GoPro’s global trainer Cohen Summers is in Australia briefing the brand’s retail partners on its new product offering: the Hero 4 Black edition, Hero 4 Silver edition and the entry level Hero. Here are his top three tips for selling action cams like a pro.
1. Qualify your customer and sell on the accessories first
The action camera market is growing, and while surfers, snowboarders, skydivers and adrenaline junkies in general have fueled the category’s growth in recent years, GoPro is looking to broaden its consumer base.
“At retail mounts and accessories are one of the most things because first of all it’s going to give our customers the best experience of our product,” Summers said. “If they just buy the camera they aren’t going to have all the cool versatile camera angles that can be created, they’re not going to be able to mount it in those unique ways and to get the best use out of it.”
Summers provided a straightforward method for floor staff to gather all the ammunition they need to help qualify customers and what accessories they may need.
Do you own a GoPro?
Answer A: Yes.
Follow up: What do you use it for?
Answer B: No.
Follow up: What would you use it for? What do you like to do?
“Every single person in the world is going to list off activities and you’ll know which accessories to throw at them.”
Whether it be cooking, kite flying, sand castle building or knitting, with the right angles, accessories and post production editing anything can be made into compelling content.
Editing tip: Encourage consumers to film from different points of view. Filming the same thing from multiple angles makes it easier to edit a more interesting video.
2. Qualify what kind of camera they need
“Don’t sell them on the camera first, sell them on the accessories first. Then once they are sold on GoPro and sold on the accessories for the activities, figure out whether they are a Black edition, Silver edition or just the entry level Hero,” Summers said.
The GoPro Hero 4 Black (RRP $679) is the brand’s most advanced GoPro ever released, but Summers said it won’t be retailers best seller because it is targeted at ‘prosumers’. The Black captures cinema-quality 4K video at 30 frames per second (fps), 2.7K video at 50fps and 1080p vide at a blistering 120fps.
“Not everybody is that prosumer that needs those high end bells and whistles that someone working one Terminator or Discovery Channel is going to need. But they want to maintain that professional quality because we live in the world of HD.”
The GoPro Hero 4 Silver (RRP $549) offers the same professional image quality as Hero4 Black minus some of the higher performance video capture modes, however a built-in touch display offers convenience and ease-of-use.
GoPro Hero (RRP $129) is designed with simplicity in mind and built directly into a rugged, waterproof housing, it captures high-quality 1080p video at 30fps and 720p video at 60fps.
3. Encouraging sharing
“It’s very important for us, we want them to share their content, that it what is going to drive them to come back into the store and buy more mounts and accessories,” Summers said.
GoPro’s marketing strategy taps into some powerful emotional pulls. Point of sale displays showcase professionally produced content which inspires one’s own creative pursuit, sharing their own content encourages consumers to think ‘How do I make a different video that gets even more people to like it and share it next time?’ and thirdly, recording and reliving moments is nostalgic. All these elements combine to form a bond between consumer and product.

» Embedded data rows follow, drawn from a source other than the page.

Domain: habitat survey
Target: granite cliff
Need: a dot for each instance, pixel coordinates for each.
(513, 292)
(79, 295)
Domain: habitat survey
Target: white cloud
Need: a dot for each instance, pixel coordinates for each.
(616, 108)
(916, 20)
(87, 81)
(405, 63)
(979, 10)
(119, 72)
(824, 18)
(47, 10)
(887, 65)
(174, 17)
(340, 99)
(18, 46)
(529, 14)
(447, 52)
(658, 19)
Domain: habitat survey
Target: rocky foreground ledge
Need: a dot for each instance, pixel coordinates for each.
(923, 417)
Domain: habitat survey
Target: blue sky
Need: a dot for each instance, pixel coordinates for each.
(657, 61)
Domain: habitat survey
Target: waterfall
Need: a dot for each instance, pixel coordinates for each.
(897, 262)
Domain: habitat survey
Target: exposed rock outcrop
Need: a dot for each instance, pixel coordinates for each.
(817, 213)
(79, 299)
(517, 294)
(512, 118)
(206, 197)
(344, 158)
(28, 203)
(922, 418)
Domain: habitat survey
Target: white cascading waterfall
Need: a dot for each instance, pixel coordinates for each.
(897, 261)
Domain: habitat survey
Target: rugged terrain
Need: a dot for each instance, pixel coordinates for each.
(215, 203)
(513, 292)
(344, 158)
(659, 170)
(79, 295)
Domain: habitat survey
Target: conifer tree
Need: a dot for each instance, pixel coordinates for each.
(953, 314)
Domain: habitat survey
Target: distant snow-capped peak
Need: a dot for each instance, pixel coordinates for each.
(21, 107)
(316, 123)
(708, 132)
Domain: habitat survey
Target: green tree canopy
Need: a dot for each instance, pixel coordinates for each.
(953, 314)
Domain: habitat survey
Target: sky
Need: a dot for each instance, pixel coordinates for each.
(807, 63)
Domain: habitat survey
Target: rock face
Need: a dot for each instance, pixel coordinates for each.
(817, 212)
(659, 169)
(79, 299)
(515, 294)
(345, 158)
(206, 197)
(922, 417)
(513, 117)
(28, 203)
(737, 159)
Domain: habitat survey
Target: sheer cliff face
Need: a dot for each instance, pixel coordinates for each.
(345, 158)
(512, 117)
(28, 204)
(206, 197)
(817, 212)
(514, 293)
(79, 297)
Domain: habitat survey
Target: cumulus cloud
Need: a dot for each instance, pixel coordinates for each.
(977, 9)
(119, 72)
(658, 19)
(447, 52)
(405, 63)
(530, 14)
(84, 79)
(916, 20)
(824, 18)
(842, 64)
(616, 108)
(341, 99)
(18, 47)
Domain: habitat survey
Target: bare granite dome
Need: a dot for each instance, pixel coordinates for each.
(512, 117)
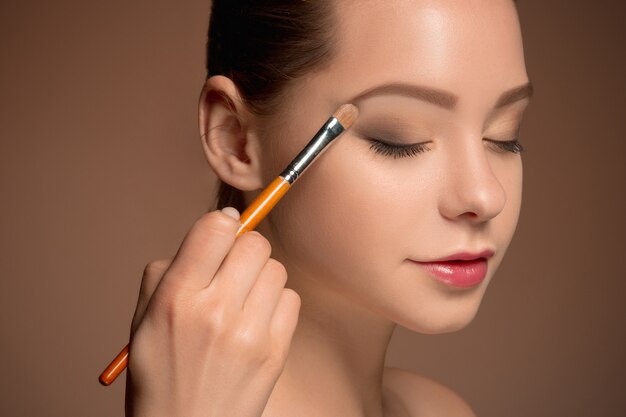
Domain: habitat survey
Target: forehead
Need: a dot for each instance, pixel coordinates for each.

To make it easier to edit and share video, Summers said reatilers should highlight the free GoPro app that controls the camera from smartphone or tablet and the free editing software, GoPro Studio.
GoPro Studio features templates of some of GoPro’s most popular videos, allowing users to drop their own content in to achieve a similar result. New to GoPro Studio is Flux, a powerful ultra slow motion and speed ramping tool that enables the dramatic time-shifting effects.